Reconnu par la profession, dévoué, il n'hésitait pas à se rendre dans les endroits les plus dangereux, d'un côté comme de l'autre des belligérants. Après s'être souvent rendus du côté de miliciens dans des pays en guerre, le grand reporter se rendait cette fois du côté gouvernemental en Syrie.

Mort pour informer, A la Une aimerait ici lui rendre hommage, et présenter à sa famille et ses collègues, nos sincères condoléances.

 

Aujourd'hui seuls quelques rares journalistes continuent l'investigation, l'enquête, la recherche, n'hésitant pas à aller jusqu'au bout, à se retrouver dans des situations difficiles, au sein des conflits de tous types. On pouvait même croire fini ce journalisme :  le vrai, celui qui fait vibrer, celui qui n'est pas corrompu, pas arrangé. Pourtant chaque année, ces rares journalistes vont sur le terrain.

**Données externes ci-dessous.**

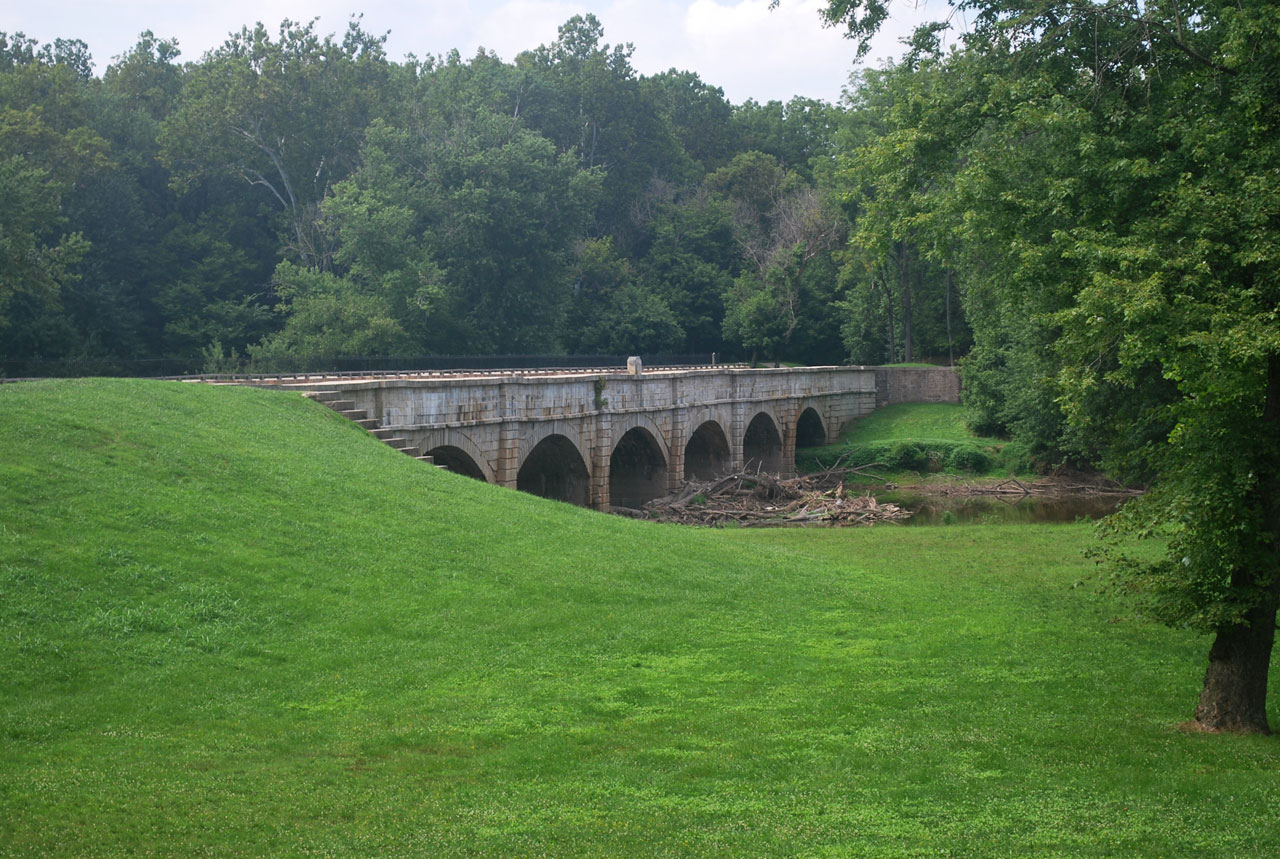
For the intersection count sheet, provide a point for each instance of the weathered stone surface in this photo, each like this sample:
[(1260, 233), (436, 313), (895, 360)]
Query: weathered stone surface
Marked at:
[(490, 425)]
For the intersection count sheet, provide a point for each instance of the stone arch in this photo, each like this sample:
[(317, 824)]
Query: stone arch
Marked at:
[(707, 453), (461, 446), (762, 444), (456, 460), (540, 432), (624, 424), (810, 429), (638, 470), (554, 469)]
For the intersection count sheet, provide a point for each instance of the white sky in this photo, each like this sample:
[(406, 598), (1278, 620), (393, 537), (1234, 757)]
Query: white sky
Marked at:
[(737, 45)]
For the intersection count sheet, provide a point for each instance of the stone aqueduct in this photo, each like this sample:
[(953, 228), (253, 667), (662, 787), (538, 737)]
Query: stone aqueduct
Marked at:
[(613, 438)]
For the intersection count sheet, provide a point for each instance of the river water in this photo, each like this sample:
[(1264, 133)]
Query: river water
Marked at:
[(999, 510)]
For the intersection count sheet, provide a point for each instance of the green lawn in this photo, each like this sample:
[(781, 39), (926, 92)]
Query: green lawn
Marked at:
[(233, 624)]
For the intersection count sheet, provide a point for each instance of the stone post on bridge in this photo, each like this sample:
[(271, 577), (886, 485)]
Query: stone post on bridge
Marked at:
[(787, 415), (507, 471), (600, 449)]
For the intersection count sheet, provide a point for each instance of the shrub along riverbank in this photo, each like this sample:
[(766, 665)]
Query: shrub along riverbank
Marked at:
[(232, 622), (918, 438)]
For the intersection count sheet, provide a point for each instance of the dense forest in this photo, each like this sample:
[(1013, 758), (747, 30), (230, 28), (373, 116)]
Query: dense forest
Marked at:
[(1080, 199), (1101, 183), (296, 196)]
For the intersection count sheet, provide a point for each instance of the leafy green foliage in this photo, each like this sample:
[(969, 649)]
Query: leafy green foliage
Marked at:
[(1107, 192)]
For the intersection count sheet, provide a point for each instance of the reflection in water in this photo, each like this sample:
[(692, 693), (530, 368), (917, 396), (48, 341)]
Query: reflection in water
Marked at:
[(1000, 510)]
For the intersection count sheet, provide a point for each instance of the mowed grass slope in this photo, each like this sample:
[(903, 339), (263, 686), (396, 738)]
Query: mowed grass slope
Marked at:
[(233, 624)]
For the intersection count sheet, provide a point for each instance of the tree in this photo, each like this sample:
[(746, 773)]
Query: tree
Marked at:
[(785, 232), (1123, 182), (466, 225), (286, 115)]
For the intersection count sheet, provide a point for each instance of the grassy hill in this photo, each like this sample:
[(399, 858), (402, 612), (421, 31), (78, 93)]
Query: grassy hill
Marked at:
[(233, 624)]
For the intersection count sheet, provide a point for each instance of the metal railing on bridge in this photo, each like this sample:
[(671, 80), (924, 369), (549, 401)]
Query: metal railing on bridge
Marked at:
[(336, 366)]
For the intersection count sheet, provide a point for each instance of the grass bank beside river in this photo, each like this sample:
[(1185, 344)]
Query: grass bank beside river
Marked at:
[(234, 624)]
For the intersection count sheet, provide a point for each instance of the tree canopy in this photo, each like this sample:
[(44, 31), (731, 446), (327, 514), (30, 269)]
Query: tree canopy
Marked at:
[(1102, 179)]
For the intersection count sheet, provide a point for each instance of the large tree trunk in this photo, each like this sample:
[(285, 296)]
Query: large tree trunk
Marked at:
[(906, 306), (1234, 697)]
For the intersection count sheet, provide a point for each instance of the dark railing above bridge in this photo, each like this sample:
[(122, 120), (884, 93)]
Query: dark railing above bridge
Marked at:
[(343, 365)]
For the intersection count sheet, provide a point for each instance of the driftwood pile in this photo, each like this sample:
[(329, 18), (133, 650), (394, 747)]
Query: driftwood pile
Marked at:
[(762, 499)]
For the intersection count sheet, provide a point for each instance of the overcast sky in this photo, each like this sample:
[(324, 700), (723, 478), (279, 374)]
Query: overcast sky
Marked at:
[(737, 45)]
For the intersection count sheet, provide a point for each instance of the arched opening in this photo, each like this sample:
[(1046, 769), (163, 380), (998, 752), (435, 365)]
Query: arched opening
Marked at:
[(638, 471), (809, 429), (707, 453), (554, 469), (762, 446), (456, 460)]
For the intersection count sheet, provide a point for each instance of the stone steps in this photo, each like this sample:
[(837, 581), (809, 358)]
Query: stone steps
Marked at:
[(360, 416)]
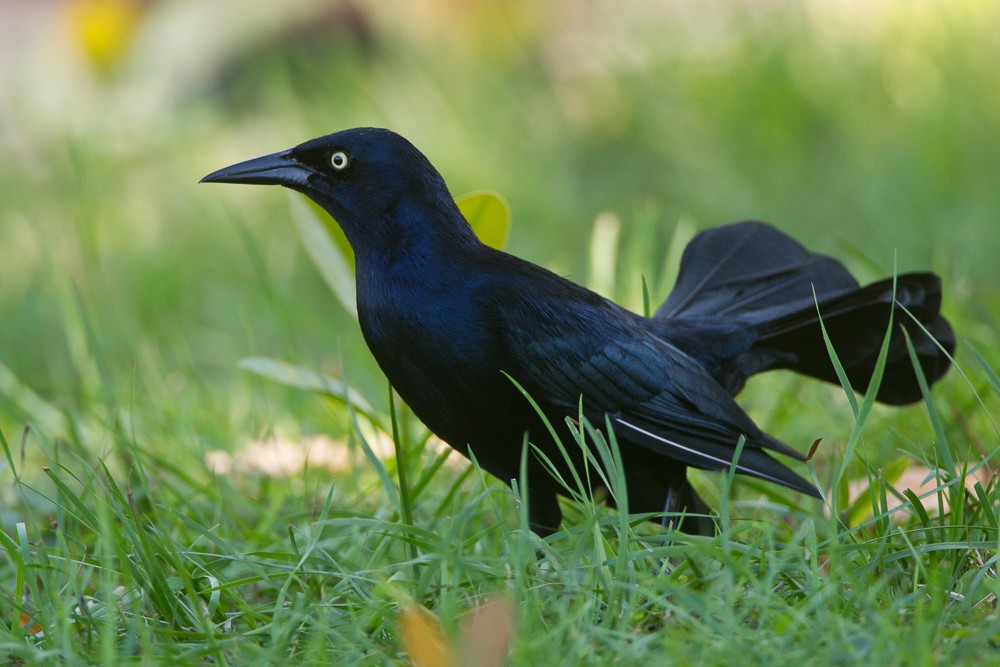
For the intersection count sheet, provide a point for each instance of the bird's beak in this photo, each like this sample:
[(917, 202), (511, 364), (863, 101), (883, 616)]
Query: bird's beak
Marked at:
[(275, 169)]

Il y a bientôt un an, on fêtait le retour des reporters de France Hervé Guesquière et Stéphane Taponier, retenus en Afghanistan pour avoir informé. Le gouvernement français avait vite attaqué leur stupide action de se rendre sur le lieu où ils furent pris en otage. La France, Reporter Sans Frontière avec en tête Florence Aubenas - elle-même ex-otage en Irak, s'étaient mobilisés pour leur retour et pour être informé de leurs conditions de vie. Cela faisait longtemps que l'information n'avait pas été si plébiscitée par le public français. Cela faisait longtemps qu'une action pour l'information n'avait pas tant mobilisé. Pourtant éclatait le bonheur, une vraie délivrance lors de la leur.

Pendant la révolution arabe, des journalistes de France 3 en France, mais aussi des américaines, ont été victimes de violences sexuelles, révélant à la fois la condition dangereuse pour un journaliste et la vision de la femme dans d'autres endroits du monde.

Etre journaliste n'est pas un métier banal, il en existe aujourd'hui une multitude d'aspects et de spécialisations. Etre journaliste, j'espère ici ne pas parler qu'en mon nom, c'est penser que l'information est à la base de notre société, c'est la placer au-dessus des intérêts.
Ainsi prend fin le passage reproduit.